Last one! Forensic Challenge - Steganography

This one quite thinker. We have to find hidden flag in this images:

Normally we'll be using standard photo/images like Photoshop or Gimp etc, but that might not be the right tools to find the answers. So, I'm gonna use this one, a freeware hex editor or any hex editor that you like.

At first, when we open up the images with the editor. Notice there is a Google? Let's find if there any Google within the images. By right you should find two text-string with "Google" 

If you really look into and check back on the hex code, the code itself are being repeated. So? Did you notice what are the different between those two?

Going back to the second code with text-string Google.

The additional code was, 526d685a4e485a364e474575546e6856655735344d30453d and this may be our answer for this challenges. 

I put clue for this, "Encryption within Encryption" With the hash we got, what are the exactly code that we have? 

Its simple, identify and decode it! That's it! 

1. 526d685a4e485a364e474575546e6856655735344d30453d (Hex Code)

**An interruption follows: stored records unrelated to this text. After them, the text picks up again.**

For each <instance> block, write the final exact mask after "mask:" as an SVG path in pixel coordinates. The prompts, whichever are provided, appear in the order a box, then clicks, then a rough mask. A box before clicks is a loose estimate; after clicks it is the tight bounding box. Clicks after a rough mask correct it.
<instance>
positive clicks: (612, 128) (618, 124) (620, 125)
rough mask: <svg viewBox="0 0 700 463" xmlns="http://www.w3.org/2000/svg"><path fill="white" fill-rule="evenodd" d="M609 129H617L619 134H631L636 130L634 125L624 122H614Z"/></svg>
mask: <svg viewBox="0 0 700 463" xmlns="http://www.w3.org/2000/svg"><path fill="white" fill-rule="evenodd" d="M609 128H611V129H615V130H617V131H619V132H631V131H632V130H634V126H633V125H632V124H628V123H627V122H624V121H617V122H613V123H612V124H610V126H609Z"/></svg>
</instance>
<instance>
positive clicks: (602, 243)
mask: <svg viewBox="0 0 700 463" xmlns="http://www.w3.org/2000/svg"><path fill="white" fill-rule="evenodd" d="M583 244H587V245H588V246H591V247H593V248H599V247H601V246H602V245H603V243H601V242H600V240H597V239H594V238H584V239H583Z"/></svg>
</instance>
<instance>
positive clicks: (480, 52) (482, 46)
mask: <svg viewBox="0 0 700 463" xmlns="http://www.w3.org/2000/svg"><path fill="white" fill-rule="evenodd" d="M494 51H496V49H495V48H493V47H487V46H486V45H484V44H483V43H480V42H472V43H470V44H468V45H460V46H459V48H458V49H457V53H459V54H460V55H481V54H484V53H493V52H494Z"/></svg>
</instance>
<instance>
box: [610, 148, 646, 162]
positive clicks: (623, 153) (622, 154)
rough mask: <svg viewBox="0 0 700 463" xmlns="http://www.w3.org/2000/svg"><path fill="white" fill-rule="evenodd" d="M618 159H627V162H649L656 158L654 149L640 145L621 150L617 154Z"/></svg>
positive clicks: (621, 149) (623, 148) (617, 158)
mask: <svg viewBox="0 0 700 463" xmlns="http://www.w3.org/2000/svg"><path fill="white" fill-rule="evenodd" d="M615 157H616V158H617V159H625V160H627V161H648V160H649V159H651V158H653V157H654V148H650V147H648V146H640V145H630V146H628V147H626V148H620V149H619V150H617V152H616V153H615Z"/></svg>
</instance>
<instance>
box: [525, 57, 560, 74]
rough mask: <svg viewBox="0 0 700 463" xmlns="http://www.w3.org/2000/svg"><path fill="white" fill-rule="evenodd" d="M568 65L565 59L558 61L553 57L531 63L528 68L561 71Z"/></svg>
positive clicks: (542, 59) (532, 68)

2. RmhZNHZ6NGEuTnhVeW54M0E= (Base64)

3. FhY4vz4a.NxUynx3A

One the of the participant already got this, they fail to identify the last one which is actually using ROT 13 Cipher. The answer for it was: 

SuL4im4n.AkHlak3N 

That's concluded my writeups. I did plan to put a Binary Analysis Challenges for this CTF, but I'm not really good with my Reverse Engineering skills, knowledge etc. Maybe next time.

Any comments and critic are welcome. Thanks!